I have a MERN stack project running on Heroku, today someone has started to flood my server with many login requests (brute force). Every request has a different IP address so I cannot block the IP. This has caused a website outage.
How can I block it then? How can I allow login only using my website?
A typical solution you will see used by many login pages is one of several techniques that require human-like interaction and are hard for scripts to duplicate.
You have, for sure, seen the captcha systems that ask the user to interpret some image that is not easy or practical for computers to analyze.
There is also a no-captcha system that asks the user to click a particular spot on the screen with the mouse and it analyzes the movement to see if it appears human-like. These are often shown as a click on "I'm not a robot".
Many sites (like some U.S. airlines and a number of financial sites) now require the user to set up "challenge" questions (like: "Where were you born?" or "What's your favorite ice cream flavor?") and if a login request arrives without a previous placed signed cookie for this user (or other familiar browser detection metrics), then the challenge question is required before you can even attempt a login.

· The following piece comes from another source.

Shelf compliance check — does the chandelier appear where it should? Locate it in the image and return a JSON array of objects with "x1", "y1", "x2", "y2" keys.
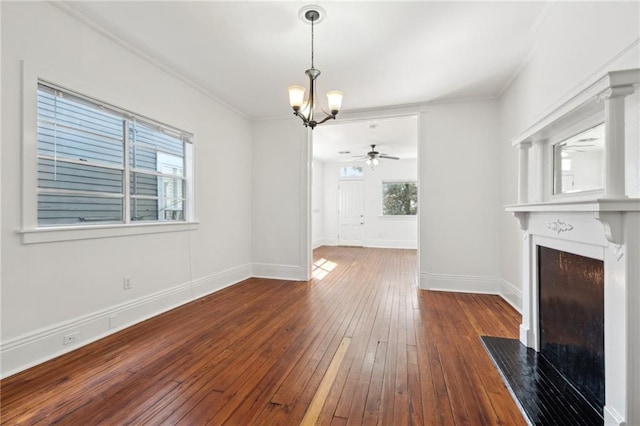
[{"x1": 289, "y1": 6, "x2": 342, "y2": 130}]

A more draconian approach (that could have more of an impact on the end-user) is to keep track of failed login attempts per account and after a certain number, you start slowing down the responses (this slows down the attackers systems) and after some higher number of failed responses, you immediately fail every request and require the end-user to confirm their login request via an email message sent to their registered email address. This is an inconvenience for the end-user, but prevents more than N guesses on any individual account without end-user confirmation. After some period of time, you can clear the prior login attempt numbers for any given account, freeing it up to work normally again.